While there was no doubt that the hard lockdown imposed in late March served to flatten the curve of coronavirus transmission, the next challenge was managing the rising curve with reduced restrictions on movement as millions of people returned to work.

"The question is now how do you manage the rest of the curve? It has not been done," he said.

Mkhize said there was no question that South Africa could stop or contain the spread of Covid-19, and it was generally expected that the country would contend with the virus for up to two years to come. 

"What is possible for us is to make sure that we keep tracking the infection so it does not spike immediately," he said, before turning to interventions taken in the Western Cape where almost two-thirds of all infections were concentrated.

The minister said it was a myth that the province had reported more infections because it tested a higher number of people than the country's eight other provinces, and added that urgent steps were needed to ensure that the high transmission rates did not spread to other regions. 

"It has nothing to do with testing. The reality is that the rest of the country will have the same [number of infections] if we don't contain what is happening in the Western Cape."

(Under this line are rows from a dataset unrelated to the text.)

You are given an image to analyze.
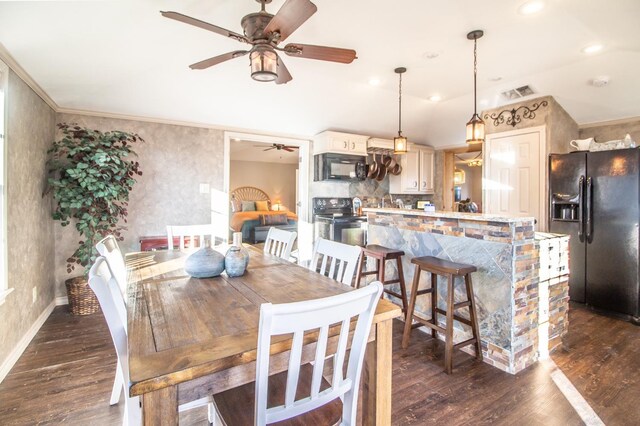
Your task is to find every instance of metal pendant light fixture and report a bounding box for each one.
[467,30,484,144]
[393,67,407,154]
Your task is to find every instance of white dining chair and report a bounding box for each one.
[96,235,127,303]
[89,256,216,426]
[167,224,215,250]
[264,226,298,260]
[309,238,362,286]
[213,281,382,426]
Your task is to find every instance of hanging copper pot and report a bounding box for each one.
[367,153,378,179]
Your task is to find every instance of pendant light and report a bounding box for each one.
[467,30,484,144]
[393,67,407,154]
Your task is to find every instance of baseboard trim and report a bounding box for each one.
[0,300,56,383]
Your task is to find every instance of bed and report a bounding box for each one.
[229,186,298,242]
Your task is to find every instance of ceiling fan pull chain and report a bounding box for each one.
[398,73,402,136]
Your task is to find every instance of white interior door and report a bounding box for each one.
[483,127,545,229]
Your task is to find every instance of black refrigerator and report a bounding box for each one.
[549,148,640,323]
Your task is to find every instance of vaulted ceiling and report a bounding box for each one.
[0,0,640,147]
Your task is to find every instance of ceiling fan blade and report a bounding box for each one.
[276,58,293,84]
[189,50,249,70]
[284,43,356,64]
[264,0,318,41]
[160,11,249,43]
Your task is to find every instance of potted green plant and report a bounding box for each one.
[48,123,143,315]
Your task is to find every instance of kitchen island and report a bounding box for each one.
[364,209,569,374]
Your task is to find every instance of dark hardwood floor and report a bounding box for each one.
[0,305,640,425]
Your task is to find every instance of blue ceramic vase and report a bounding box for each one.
[184,245,225,278]
[224,246,249,277]
[233,232,249,269]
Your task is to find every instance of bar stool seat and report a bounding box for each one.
[356,244,408,315]
[402,256,482,374]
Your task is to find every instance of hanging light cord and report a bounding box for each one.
[473,38,478,115]
[398,73,402,136]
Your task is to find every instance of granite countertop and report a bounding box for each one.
[362,208,534,223]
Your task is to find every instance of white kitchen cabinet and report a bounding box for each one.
[389,144,435,194]
[420,149,435,194]
[313,131,369,156]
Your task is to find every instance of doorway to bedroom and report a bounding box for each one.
[220,132,312,260]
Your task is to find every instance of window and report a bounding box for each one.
[0,61,13,305]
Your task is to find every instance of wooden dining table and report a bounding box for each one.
[126,246,401,425]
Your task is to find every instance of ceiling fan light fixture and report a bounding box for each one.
[393,67,407,154]
[249,46,278,82]
[466,30,485,145]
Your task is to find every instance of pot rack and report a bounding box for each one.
[367,148,393,155]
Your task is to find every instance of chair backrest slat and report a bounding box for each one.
[311,325,329,399]
[89,256,142,425]
[96,235,127,303]
[255,281,382,425]
[167,224,215,250]
[264,227,298,260]
[309,238,362,286]
[284,331,304,407]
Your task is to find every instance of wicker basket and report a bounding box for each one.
[64,277,100,315]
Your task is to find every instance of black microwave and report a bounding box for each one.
[313,153,367,181]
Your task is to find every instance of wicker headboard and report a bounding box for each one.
[231,186,271,201]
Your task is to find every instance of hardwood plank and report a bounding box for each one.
[0,304,640,425]
[142,386,178,426]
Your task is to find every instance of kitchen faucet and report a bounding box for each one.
[382,193,393,208]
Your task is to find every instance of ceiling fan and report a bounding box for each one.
[254,143,298,152]
[160,0,356,84]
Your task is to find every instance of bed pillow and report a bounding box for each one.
[231,200,242,213]
[242,201,256,212]
[260,213,289,226]
[256,201,269,212]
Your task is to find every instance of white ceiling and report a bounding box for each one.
[229,140,300,164]
[0,0,640,147]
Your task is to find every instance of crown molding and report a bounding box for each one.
[0,43,58,112]
[56,108,313,140]
[578,116,640,129]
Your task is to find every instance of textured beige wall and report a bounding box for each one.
[229,159,298,212]
[580,117,640,145]
[456,164,482,205]
[55,114,224,296]
[0,72,55,362]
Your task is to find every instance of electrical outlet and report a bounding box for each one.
[200,183,209,194]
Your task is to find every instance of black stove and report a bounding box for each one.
[312,198,367,246]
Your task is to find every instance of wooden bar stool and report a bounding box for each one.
[356,244,407,315]
[402,256,482,374]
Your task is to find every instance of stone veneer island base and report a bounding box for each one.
[364,209,569,374]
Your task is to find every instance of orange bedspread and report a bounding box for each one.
[230,210,298,232]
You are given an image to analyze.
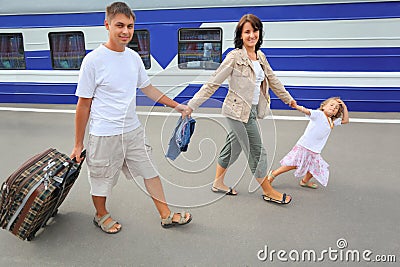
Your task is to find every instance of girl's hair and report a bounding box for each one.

He suggested that Western Cape's weakness has been tracing and tracking the contacts of Covid-19 infections, which were concentrated in the Cape Town metropolitan area, and said the national government has dispatched experts who would help implement a "wall-to-wall" approach in finding those considered to be at risk of carrying the disease.

They would be isolated, where necessary in government-appointed facilities, in a bid to prevent the province's hospitals being flooded with new cases.

The minister conceded that a national shortage of diagnostic material meant that confinement instructions could be issued without testing, but on the basis of clinical suspicion.

"We will use clinical judgement to say this one if positive... because the rate of infection is high enough to know where the suspicion is high," he said.

If necessary, wards or other smaller areas within districts would be returned to higher or total levels of lockdown to contain the spread of the virus, he added.

South Africa will as a whole move from level 4 to level 3 lockdown restrictions on June 1, but Cape Town and five other metropolitan areas have been designated as coronavirus hotspots with a view to implement targeted interventions.

Mkhize brushed aside suggestions that these measures, or the spectre of tightening restrictions, were a "punitive" step on the part of the national government in a region run by the official opposition, the Democratic Alliance.

He said the plans being implemented in Cape Town would be replicated in all other areas with significant infection levels.

The Western Cape as of Tuesday had 15 756 cases of Covid-19. The national figure stood at 23 615 on Monday.

The province said it has so far carried out 128 558 tests for the virus. According to the figures supplied by the national department of health on Monday, the total number of tests done countrywide so far were 596 777.